Diligence in security implementation for your Microsoft Azure resources is critical. Here are just a few of the ways you can quickly improve your security posture in Azure:
Use Security Policies
Not only can you define policies for your entire Azure subscription, you can also tailor them for each resource group based on your company’s security requirements or to the sensitivity of the data. Different resources may have different security requirements, such as applications with Personally Identifiable Information, so they may require a higher level of security. Resource groups can inherit security policies from the subscription level or be unique. Being proactive is key with security, so visit the security center and start to define those policies. Two things to consider:
- “Data collection” enables data collection for a security policy, which provides daily scanning of all supported virtual machines for security monitoring and recommendations and collection of security events for analysis and threat detection.
- “Show recommendations for” allows you to choose the security controls that you want to monitor and the recommendations that you want to see based on the security needs of the resources within the subscription.
Use Security Recommendations
It’s easy to get started with your security implementation using the recommendations provided in the Security Center. The tool analyzes the security state of your Azure resources to identify potential security vulnerabilities and gives you a list of recommendations to guide you through the process of configuring needed controls. For example, a recommendation might be provisioning anti-malware to help identify and remove malicious software or configuring network security groups and rules to control traffic to VMs. To begin, click the “Recommendations” tile for the list of recommendations. Click each recommendation to view additional information or take action to resolve the issue.
Check Resource Health
The “Resource Security Health” tile shows the overall security posture of the environment by resource type including, but not limited to, VMs and web applications.
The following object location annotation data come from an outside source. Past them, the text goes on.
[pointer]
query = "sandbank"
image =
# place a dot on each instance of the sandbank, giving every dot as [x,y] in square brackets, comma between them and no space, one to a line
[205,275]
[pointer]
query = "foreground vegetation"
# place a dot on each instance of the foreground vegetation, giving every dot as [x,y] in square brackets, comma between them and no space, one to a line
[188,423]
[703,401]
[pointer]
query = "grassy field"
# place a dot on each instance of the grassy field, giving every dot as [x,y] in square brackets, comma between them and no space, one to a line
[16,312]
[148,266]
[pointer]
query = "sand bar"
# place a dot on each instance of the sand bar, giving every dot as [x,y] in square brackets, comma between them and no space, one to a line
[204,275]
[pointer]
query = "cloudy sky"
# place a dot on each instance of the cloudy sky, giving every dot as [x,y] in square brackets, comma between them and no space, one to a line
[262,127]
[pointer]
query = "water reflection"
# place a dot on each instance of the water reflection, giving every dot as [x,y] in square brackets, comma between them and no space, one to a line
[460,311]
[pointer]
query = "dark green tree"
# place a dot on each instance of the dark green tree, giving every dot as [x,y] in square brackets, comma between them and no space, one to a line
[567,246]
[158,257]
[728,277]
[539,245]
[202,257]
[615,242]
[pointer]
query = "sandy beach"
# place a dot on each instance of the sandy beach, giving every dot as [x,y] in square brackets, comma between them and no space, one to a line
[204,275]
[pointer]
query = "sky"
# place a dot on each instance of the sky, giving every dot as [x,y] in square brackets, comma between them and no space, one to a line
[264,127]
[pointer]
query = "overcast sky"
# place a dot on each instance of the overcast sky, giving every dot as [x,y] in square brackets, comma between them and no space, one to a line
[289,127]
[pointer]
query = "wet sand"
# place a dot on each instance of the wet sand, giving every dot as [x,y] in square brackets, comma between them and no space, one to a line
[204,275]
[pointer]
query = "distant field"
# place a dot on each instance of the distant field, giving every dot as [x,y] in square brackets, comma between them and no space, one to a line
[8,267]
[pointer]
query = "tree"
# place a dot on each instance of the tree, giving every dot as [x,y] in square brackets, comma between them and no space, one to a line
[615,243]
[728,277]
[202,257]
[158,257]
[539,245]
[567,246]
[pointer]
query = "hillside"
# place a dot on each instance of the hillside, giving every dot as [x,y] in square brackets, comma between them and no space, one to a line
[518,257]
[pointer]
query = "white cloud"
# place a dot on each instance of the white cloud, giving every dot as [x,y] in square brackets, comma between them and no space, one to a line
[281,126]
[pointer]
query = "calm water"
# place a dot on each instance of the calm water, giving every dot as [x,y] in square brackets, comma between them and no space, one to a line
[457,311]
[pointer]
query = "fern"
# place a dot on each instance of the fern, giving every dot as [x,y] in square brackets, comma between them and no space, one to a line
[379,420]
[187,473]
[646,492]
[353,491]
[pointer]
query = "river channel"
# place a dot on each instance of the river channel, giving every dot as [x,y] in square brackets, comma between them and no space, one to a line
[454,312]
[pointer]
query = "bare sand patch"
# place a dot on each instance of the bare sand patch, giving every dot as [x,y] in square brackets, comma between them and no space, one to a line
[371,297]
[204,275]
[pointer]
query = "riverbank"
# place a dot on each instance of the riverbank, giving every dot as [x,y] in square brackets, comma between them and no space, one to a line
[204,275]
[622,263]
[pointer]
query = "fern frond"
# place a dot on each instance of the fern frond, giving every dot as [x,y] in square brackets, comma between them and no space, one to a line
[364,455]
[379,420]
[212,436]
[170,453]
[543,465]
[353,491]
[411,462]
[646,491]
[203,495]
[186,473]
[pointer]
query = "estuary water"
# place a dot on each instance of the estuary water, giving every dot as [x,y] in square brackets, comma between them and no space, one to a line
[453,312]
By selecting a resource type, you can view more information, including a list of any potential security vulnerabilities that have been identified, allowing you to take action.
Act on Security Alerts
When threats are detected, a security alert is created. The Security Center automatically collects, analyzes, and integrates log data from your Azure resources, the network, and partner solutions like anti-malware programs and firewalls so that when threats are detected, a security alert is created. From brute force attacks to communicating with malicious IP addresses, security alerts will display a list of prioritized alerts. Selecting an alert shows more information about the attack and provides suggestions for how to remediate it.
There you have it. Four quick security wins for Azure!